Halkçılık ve Dalkavukluk Arasında…

Bayağılığı kutsayarak halkçı olunmaz, ona halk dalkavukluğu, denir.

 

AYKIRI AKADEMİ – Enver Aysever

 

Düzene rağmen ayakta kalmak, sözünü söylemek güçtür. Hele büyük sanatçıların, o sevilen insanların sonu hazin olunca çok üzülüyorum. Yaş ilerledikçe, eskisi kadar mücadeleci olamayabilir insan, o vakit belki sessizliğe güvenmeli...

Büyük sanatçı kimdir, diye düşünürken bir ölçü koymak gerek. Neruda iyi bir örnektir mesela ya da Melih Cevdet .... Bayağılığı kutsayarak halkçı olunmaz, ona halk dalkavukluğu, denir.

Kimi tamamen çıkarlarından ötürü teslim olur iktidara, kimi esir düşer, kimi yanılır.. Yanılgı insana özgü, ancak ölçü doğruysa bu en aza iner. Hele de ciddi meseleler yanılgıyı kaldırmaz.

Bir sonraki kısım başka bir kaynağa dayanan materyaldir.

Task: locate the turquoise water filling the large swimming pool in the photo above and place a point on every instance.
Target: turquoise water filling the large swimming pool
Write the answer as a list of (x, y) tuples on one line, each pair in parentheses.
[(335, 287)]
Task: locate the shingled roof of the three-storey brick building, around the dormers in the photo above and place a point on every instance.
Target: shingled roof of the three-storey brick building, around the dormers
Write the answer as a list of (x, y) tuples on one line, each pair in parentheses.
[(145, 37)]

Cengiz Kurtoğlu ile opera açanla yan yana düşer insan istemeden!

Recep Tayyip Erdoğan kendi tezlerine zemin hazırlamak, bayağılığı, cehaleti yaygınlaştırmak için bir söylem tutturdu: “Eyyy cumhuriyet elitleri” diye... Kimdi bu kişiler? Öğretmen, memur, hekim... Ortak özellikleri de okur, yazar olmalarıydı. Yani bu “elitler” toplumun en iyi yetişmiş kesimiydi. İradesini imamlara, cemaatlere devretmeyen kimselerden söz ediyorum. Aydın düşmanlığı buradan besleniyor işte; bir tür öteki yaratma hamlesiyle, kolaycılığı benimseyen kalabalığı arkana alma çabası...Erdoğan ustalıkla yaptı bunu...

 “Millet” denen soyut kalabalığa yapılacak en büyük haksızlık ona “Recep İvedik” kültürü dayatmak ve bunu meşru kılmaktır.  Gerçek bir aydın, sanatçı bunu savunmaz, kavga eder. Post-modern çağın, liberal hastalığın yaygınlaşmasına bilerek ya da iyi niyetle katkı yapmak suçtur. Eğer “İvedik” kültürünü halkçılık diye sunarsanız, neye “halk düşmanı” diyeceksiniz? Sanatçı; yaratırken kimi zaman ikilem yaşayabilir. Ancak faşistler ve işbirlikçileri karşısında yanılma hakkı yoktur.